For $f(x)>0 \hspace{5 mm} \forall\hspace{1 mm}x $ such that $-\infty<x<\infty$, when the following equality would not hold true ?
$$\begin{aligned} \int_{-\infty}^{\infty}xf(x)dx\stackrel{?}{=}\int_{0}^{\infty}xf(x)dx-\int_{-\infty}^{0}|x|f(x)dx \end{aligned}$$
Motivation: mean of Cauchy distrbution is undefined.
If $x < 0$, then $|x| = -x$ and so $x = -|x|$. Therefore,
$\displaystyle\int_{-\infty}^{\infty}xf(x)\,dx$
$= \displaystyle\int_{0}^{\infty}xf(x)\,dx + \int_{-\infty}^{0}xf(x)\,dx$
$= \displaystyle\int_{0}^{\infty}xf(x)\,dx + \int_{-\infty}^{0}-|x|f(x)\,dx$
$= \displaystyle\int_{0}^{\infty}xf(x)\,dx - \int_{-\infty}^{0}|x|f(x)\,dx$,
provided that all the integrals converge.

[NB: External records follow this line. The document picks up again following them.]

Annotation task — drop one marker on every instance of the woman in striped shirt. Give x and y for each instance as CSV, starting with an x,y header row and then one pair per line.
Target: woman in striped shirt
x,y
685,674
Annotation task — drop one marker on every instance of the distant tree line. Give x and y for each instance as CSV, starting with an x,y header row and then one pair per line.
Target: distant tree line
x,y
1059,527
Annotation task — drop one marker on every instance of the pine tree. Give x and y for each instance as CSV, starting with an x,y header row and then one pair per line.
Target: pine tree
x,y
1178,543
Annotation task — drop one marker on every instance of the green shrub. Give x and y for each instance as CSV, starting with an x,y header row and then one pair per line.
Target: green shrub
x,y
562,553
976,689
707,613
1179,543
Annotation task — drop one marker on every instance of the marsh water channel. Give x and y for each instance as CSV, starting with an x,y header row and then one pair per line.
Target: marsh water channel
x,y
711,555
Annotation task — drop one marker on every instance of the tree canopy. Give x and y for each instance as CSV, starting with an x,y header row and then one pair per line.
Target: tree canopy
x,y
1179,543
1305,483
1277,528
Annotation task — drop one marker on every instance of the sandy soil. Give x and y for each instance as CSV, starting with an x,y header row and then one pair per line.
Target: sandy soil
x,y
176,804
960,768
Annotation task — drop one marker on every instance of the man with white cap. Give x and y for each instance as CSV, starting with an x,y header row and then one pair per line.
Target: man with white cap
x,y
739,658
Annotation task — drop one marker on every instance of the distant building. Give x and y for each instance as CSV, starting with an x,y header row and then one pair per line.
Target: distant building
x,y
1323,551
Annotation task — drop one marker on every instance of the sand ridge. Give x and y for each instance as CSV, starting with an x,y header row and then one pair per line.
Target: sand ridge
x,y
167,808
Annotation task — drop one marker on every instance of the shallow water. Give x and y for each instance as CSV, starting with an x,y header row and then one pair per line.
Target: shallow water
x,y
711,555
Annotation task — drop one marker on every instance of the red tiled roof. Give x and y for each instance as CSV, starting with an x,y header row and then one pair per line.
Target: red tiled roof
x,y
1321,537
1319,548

However, if either $\displaystyle\int_{0}^{\infty}xf(x)\,dx$ or $\displaystyle\int_{-\infty}^{0}|x|f(x)\,dx$ doesn't converge, as in the case of the Cauchy distribution $f(x) = \dfrac{1}{\pi(1+x^2)}$, then of course, this isn't valid.